Things only start to look worse when you go from a single team, to view a company with multiple teams all trying to keep their mini-build clusters synchronized. The probability that something will go overlooked increases, and at any given time probably half of those machines are just idling waiting for a build job. This is a waste of resources -- both in terms of physical machines consuming power doing nothing, and in developer's time tracking down build issues because one machine wasn't upgraded properly.

Fortunately, GridCentric's Copper Virtualization Platform makes managing multiple homogeneous clusters extremely easy.
Copper provides a very simple, but powerful, API call within the virtual machine: clone. Within seconds the virtual machine can create multiple running replicas of itself at the state just prior to being cloned. In addition, the clone virtual machines are automatically networked with the original virtual machine on a private network only visible to them. In other words, by using the clone API call we can very easily create a homogeneous cluster based on the configuration of a single machine within seconds.

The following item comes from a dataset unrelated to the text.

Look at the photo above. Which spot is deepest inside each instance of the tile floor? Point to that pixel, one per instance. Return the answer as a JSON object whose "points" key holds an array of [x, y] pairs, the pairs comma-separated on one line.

Need to make a configuration change to your build cluster, such as manually installing a library into the Maven repository, or installing an interesting Ant plugin? Simply destroy your existing cluster (a couple of seconds), perform the configuration changes on your original virtual machine, then clone the cluster back into existence (just a couple of seconds). Keeping your build cluster's configuration in sync could not be easier, or faster.

Of course Copper gives this powerful cloning ability to any virtual machine booted into the platform, enabling it to support multiple build clusters. In fact Copper makes consolidating all the mini-build clusters within an organization onto the same physical hardware possible and simple.
If a new CI server is required, simply boot up a virtual machine in Copper and install the server on it. When it becomes time to distribute the server, clone the virtual machine running it, and its footprint will grow without any additional configuration.
The next piece of the puzzle is to teach the Continuous Integration servers about this powerful clone API call so that they can automatically scale themselves up into a distributed system when needed, but can also scale back when running idle. Once this piece is solved we'll have a truly remarkable CI server and there will be no excuse about lacking resources for every team within an organization to be doing Continuous Integeration.